MS breakthrough: Replacing diseased immune system halts progression and allows repair

A trial shows that an intensive procedure that wipes out the immune system and then regenerates a new one using blood stem cells can eliminate signs of damaging brain inflammation in people with early, aggressive multiple sclerosis and facilitate lasting recovery. 
 
Led by Dr. Harold Atkins and Dr. Mark S. Freedman of The Ottawa Hospital and the University of Ottawa, the trial included 24 participants who were followed for up to 13 years. The $6.47 million trial was funded by the MS Society of Canada and its affiliated Multiple Sclerosis Scientific Research Foundation. The research was also supported by The Ottawa Hospital Foundation, The Ottawa Hospital Department of Medicine and Canadian Blood Services.
 
“Our trial is the first to show the complete, long-term suppression of all inflammatory activity in people with MS,” said Dr. Atkins, a stem cell transplant physician and scientist at The Ottawa Hospital, and associate professor at the University of Ottawa. “This is very exciting. However, it is important to note that this therapy can have serious side effects and risks, and would only be appropriate for a small proportion of people with very active MS. People with MS who have had significant disability for a long time would likely not benefit.”
 
“This procedure should be considered as a treatment option for people with early, aggressive MS,” said Dr. Freedman, a neurologist and senior scientist at The Ottawa Hospital and professor at the University of Ottawa. “Although this trial was relatively small, it was intensive, with the longest prospective follow-up of any such treatment group to date, and that is what makes the results so convincing. However, this is a very complex procedure that should only be performed at very specialized centres with expertise in both the management of MS patients and blood stem cell transplantation.”
 
MS affects approximately 2.3 million people around the world, causing symptoms that range from blurred vision to extreme fatigue to partial or complete paralysis. It occurs when the immune system – which normally protects against foreign disease-causing organisms – mistakenly attacks the body’s own central nervous system, which includes the brain, spinal cord and optic nerve. Early in the disease, people often experience temporary episodes of worsening symptoms accompanied by active inflammation in the brain (called relapses), whereas later on, disease progression is inevitable. 
 
The trial evaluated a treatment called immunoablation and autologous hematopoietic stem cell transplantation (IAHSCT). The procedure begins by giving a person medication to coax their hematopoietic stem cells to migrate from their bone marrow into their blood.
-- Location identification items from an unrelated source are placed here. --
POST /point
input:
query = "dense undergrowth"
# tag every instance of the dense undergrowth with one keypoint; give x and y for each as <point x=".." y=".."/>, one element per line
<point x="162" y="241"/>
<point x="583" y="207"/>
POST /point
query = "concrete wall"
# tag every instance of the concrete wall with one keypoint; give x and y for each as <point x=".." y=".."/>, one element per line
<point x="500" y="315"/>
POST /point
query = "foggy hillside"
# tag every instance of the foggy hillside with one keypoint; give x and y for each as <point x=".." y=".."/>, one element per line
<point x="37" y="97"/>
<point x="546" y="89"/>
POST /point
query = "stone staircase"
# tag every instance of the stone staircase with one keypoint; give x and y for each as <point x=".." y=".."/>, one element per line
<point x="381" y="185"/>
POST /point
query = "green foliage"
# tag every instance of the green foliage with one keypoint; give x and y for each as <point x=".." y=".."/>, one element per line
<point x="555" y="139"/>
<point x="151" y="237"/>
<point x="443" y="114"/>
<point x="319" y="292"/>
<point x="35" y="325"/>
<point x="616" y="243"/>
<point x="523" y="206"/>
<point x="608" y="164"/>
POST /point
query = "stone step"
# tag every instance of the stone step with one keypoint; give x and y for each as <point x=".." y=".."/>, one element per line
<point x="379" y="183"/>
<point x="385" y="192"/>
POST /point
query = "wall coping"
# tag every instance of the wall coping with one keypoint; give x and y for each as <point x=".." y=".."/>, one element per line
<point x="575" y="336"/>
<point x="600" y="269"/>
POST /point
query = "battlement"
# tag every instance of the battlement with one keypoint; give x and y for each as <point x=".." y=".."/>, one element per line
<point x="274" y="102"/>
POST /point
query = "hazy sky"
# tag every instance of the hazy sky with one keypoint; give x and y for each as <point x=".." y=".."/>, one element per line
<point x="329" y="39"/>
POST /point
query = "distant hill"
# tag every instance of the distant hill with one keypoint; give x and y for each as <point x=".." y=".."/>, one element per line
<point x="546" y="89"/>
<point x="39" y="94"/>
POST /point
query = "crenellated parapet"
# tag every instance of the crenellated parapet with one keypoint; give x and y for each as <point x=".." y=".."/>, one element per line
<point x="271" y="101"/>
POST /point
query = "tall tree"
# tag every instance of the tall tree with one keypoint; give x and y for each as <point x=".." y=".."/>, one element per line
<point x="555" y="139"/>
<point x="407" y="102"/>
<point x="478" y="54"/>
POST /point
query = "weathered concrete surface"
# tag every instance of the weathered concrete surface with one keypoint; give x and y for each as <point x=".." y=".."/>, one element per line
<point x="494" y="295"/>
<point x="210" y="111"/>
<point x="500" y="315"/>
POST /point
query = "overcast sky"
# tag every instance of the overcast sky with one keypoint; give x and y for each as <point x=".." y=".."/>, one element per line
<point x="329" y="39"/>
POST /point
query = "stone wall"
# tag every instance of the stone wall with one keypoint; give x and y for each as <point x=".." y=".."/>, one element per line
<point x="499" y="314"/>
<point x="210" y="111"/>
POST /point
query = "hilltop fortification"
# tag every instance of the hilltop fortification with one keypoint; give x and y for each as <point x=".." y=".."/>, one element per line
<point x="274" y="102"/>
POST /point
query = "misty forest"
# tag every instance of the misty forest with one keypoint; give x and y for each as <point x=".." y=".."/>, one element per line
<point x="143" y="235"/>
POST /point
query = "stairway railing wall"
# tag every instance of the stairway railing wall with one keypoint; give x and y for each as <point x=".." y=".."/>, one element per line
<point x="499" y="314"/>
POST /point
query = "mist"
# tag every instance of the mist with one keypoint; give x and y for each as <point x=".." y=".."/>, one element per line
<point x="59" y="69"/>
These stem cells are then collected from the blood, purified and frozen. Then, high doses of chemotherapy drugs are used to eliminate the person’s diseased immune system. The stem cells are then transplanted back into the same person, so that they can give rise to a new immune system that has no “memory” of the previous pattern of attacking the central nervous system. 
 
The trial included 24 participants with aggressive, relapsing MS. They were followed for anywhere between four and 13 years after treatment (with a median post-treatment follow up of 6.7 years). 
 
After the treatment:
 
Not a single participant experienced a clinical relapse (zero relapses in 179 patient-years), whereas before treatment, the participants experienced an average of 1.2 relapses per year (167 relapses in 146 patient-years).
 
Not a single new active inflammatory lesion could be detected in the brains of any of the participants (zero lesions on 327 MRI scans) whereas before the treatment, participants had 188 lesions on 48 scans. 
 
Not a single participant required MS-specific drugs to control their disease.
 
70 percent of participants experienced a complete stop in disease progression.